Open SandyaS72 opened 9 years ago
TL;DR: Particular formalism aside, loss tells you how badly your model does at making a decision for a particular sample x of a random variable; risk tells you how badly your model does at making decisions overall when the samples are drawn from p, a particular random variable in your model class. (Hence the reason why R = E(L) (rough notation) makes sense as a first choice.)
My understanding is as follows:
Sample space (X): where realizations (samples) of the model random variables live, i.e. the codomain of each random variable in your model. Model (P): parameterized set of random variables, each of which has X as codomain. (Recall: a random variable is a map from the "great sample space in the sky" -> X.) Action space (A): set of all possible answers to the particular question you are asking about a particular element of X, which is a particular realization of a particular random variable in your model. Decision rule class (F = { f : X -> A }): set of all ways that your protocol could make decisions about how to assign an action to a particular element of X.
With those in mind, we then have:
Loss functional (L : X \times A \times ... -> I \subset R): a function that assesses how "good" or "bad" your decision protocol performs for a particular realization of a random variable from your model, given the true best action.

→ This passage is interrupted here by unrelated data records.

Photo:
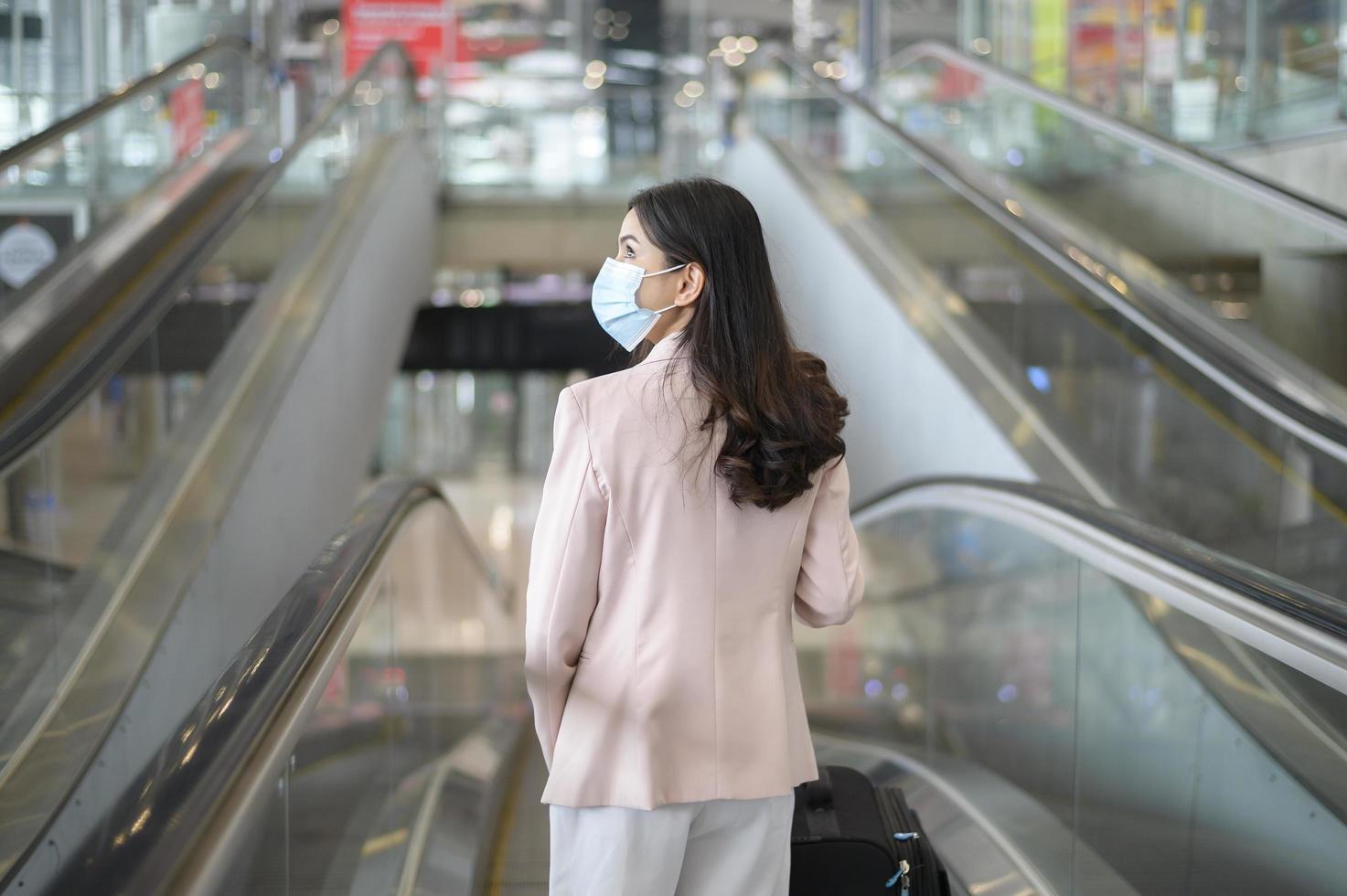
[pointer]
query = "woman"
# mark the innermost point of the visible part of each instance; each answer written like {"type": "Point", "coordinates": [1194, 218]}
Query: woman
{"type": "Point", "coordinates": [691, 501]}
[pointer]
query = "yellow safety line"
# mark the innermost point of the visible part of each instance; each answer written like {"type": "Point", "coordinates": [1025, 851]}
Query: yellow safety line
{"type": "Point", "coordinates": [1218, 417]}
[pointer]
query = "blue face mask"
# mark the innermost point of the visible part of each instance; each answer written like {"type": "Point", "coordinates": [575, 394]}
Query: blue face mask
{"type": "Point", "coordinates": [615, 304]}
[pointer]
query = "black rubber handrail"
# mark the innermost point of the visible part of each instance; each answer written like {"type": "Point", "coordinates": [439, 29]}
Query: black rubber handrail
{"type": "Point", "coordinates": [194, 771]}
{"type": "Point", "coordinates": [1300, 603]}
{"type": "Point", "coordinates": [1190, 158]}
{"type": "Point", "coordinates": [1230, 369]}
{"type": "Point", "coordinates": [125, 93]}
{"type": "Point", "coordinates": [63, 387]}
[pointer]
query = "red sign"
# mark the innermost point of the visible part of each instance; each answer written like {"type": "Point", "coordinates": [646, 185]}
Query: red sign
{"type": "Point", "coordinates": [426, 28]}
{"type": "Point", "coordinates": [187, 116]}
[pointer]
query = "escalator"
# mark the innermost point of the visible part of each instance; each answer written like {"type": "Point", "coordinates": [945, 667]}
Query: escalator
{"type": "Point", "coordinates": [1022, 666]}
{"type": "Point", "coordinates": [199, 378]}
{"type": "Point", "coordinates": [113, 219]}
{"type": "Point", "coordinates": [1048, 347]}
{"type": "Point", "coordinates": [1075, 699]}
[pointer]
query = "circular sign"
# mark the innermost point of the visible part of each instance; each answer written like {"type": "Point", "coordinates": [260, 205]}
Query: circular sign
{"type": "Point", "coordinates": [25, 250]}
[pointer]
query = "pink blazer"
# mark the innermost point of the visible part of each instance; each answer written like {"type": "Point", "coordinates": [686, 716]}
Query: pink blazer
{"type": "Point", "coordinates": [659, 643]}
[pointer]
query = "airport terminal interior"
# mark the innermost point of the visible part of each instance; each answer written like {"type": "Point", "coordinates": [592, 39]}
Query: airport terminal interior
{"type": "Point", "coordinates": [288, 290]}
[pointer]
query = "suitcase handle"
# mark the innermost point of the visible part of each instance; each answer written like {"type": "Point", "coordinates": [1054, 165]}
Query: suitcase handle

So, for example, if your protocol chooses a particular decision rule f \in F, you're probably going to want L(x, a) = 0 <=> f(x) = a (Aside: it seems to me like the decision rule class should be part of the domain for L, since the particular choice of decision rule f matters for the "loss" experienced by the protocol for a particular x \in X, as the protocol is going to use f(x) as its estimate for a.)
Risk functional (R : P \times ... -> I \subset R): a function that assesses how "good" or "bad" your entire protocol is at handling samples drawn from a particular random variable in your model set. For example, an interesting finding might be that if P = {all SBM RVs} U {all ER RVs}, you prove that, for your protocol, R(x) <= R(y) whenever x \in {all SBM RVs} and y \in {all ER RVs}. Or, if P = {all SBM RVs}, you might prove that, for your protocol, R(x) <= R(y) whenever x's beta and y's beta parameters have some relation. This is one end goal for decision theory: to show that a particular way of making decisions works "better overall" by some metric when the randomness of its input is of a particular "kind". To do this, you have to be able to make a judgment of how good your protocol is not just for a particular sample, but for the entire random variable.
Some reasonable risk functions I can think of off the top of my head is: minimum of the loss function, median of the loss function, variance of the loss function, interquartile range of the loss function, mode of the loss function.
Something like the minimum of the loss function makes sense to me if you own a bunch of investments, and for whatever reason, you can't afford to lose more than $x under any circumstances.
I think it can literally be any quantity as long as it makes some reasonable sense within the context of the problem.
Can someone explain what risk functional is again and give a few examples? I know we talked about the expected value of the loss function, but what else can it be defined as?